Touch-enabled Eee PCs are on the way and will be here by early 2009.
He then goes on explaining that the difference between netbook and notebok is screen size: anything below 10” is a netbook, above that are notebooks. OK… but this is the part he got wrong:
For us, the difference though between netbook and notebook, is that the netbook is used to consume content and have that connectivity experience. The notebook is for creating content and you have more storage and memory – its a machine that can do more.
No way, Jose! (Ok, Jerry). I actually hate viewing those tiny little screens – but am going to conferences, meetings, travel a bit, and need a lightweight work tool for all those times. Nobody I know buys netbooks as their main computer, but as a travel machine, which is:
- is lightweight
- has long battery life
- allows basic writing (note-taking, blogging, report-writing) and browsing
In other words, netbooks are all about creating content for me – and to do that, I don’t really need more power or storage, since I am primarily using Web Applications.
In fact I’m flying to Denver for the Defrag Conference soon, and decide I would no longer carry my notebrick, so have just ordered a netbook myself – not an eee PC, but the Acer Aspire One.
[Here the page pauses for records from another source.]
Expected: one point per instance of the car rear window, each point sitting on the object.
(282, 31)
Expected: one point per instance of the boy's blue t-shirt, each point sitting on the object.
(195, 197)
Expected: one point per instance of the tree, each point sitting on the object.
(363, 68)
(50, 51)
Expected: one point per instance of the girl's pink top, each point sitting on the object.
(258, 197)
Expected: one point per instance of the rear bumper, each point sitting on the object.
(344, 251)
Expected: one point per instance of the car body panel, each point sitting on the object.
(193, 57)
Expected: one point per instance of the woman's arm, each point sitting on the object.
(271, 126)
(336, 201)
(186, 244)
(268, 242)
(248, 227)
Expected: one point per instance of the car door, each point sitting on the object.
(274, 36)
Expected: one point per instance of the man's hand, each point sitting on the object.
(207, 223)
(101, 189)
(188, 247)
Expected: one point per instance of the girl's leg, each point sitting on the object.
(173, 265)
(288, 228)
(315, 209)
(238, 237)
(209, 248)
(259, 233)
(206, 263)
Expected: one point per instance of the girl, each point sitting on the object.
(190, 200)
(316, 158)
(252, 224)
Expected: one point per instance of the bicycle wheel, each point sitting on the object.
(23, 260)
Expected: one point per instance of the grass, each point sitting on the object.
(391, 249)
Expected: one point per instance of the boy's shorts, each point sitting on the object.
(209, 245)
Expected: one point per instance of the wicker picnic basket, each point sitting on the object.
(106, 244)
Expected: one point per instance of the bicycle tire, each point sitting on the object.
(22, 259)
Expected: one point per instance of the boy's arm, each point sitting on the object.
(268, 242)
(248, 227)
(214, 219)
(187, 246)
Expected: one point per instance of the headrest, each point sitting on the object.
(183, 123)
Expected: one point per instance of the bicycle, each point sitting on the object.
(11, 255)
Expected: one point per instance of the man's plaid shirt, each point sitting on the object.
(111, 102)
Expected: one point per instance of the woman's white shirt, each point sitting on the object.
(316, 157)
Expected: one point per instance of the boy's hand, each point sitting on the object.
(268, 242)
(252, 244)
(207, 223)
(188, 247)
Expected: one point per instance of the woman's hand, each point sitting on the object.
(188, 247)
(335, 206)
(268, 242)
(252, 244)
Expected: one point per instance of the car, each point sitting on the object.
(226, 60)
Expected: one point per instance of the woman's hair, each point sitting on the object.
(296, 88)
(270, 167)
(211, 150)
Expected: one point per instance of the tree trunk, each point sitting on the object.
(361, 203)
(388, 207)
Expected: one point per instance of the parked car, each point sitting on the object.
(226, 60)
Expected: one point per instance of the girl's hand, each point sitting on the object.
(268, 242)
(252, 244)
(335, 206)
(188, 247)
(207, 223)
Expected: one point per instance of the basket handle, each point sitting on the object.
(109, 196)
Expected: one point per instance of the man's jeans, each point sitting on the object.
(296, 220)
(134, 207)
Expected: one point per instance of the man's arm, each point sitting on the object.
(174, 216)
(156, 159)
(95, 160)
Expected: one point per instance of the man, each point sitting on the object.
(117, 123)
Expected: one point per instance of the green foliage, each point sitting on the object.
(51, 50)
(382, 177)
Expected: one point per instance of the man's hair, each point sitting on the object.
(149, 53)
I think I got a good deal @ Amazon, for $399. Yes, I’m aware of the $309 deal, but mine is a different configuration:
- 1GB memory vs 512K
- 6cell battery vs 3
- XP vs Linux
- 160GB hard disk vs. 8GB solid state drive – I don’t actually need the extra storage, and for a travel tool would have been happier without moving parts, but for some reason Acer thinks SSD’s are only for Linux jocks…
So I was happy that I got the best deal – until this morning, when I saw the exact same configuration for $279, shipping included!
I am speechless… this looks too good to be true. I can’t find any info on the vendor (BeneficialTech.info) , there is a contact email but no phone number – but they have Google Checkout.
So I leave it to my dear readers to decide: do you think this is real or a scam?
P.S. I'd rather have the Asus S101, but it's not yet available.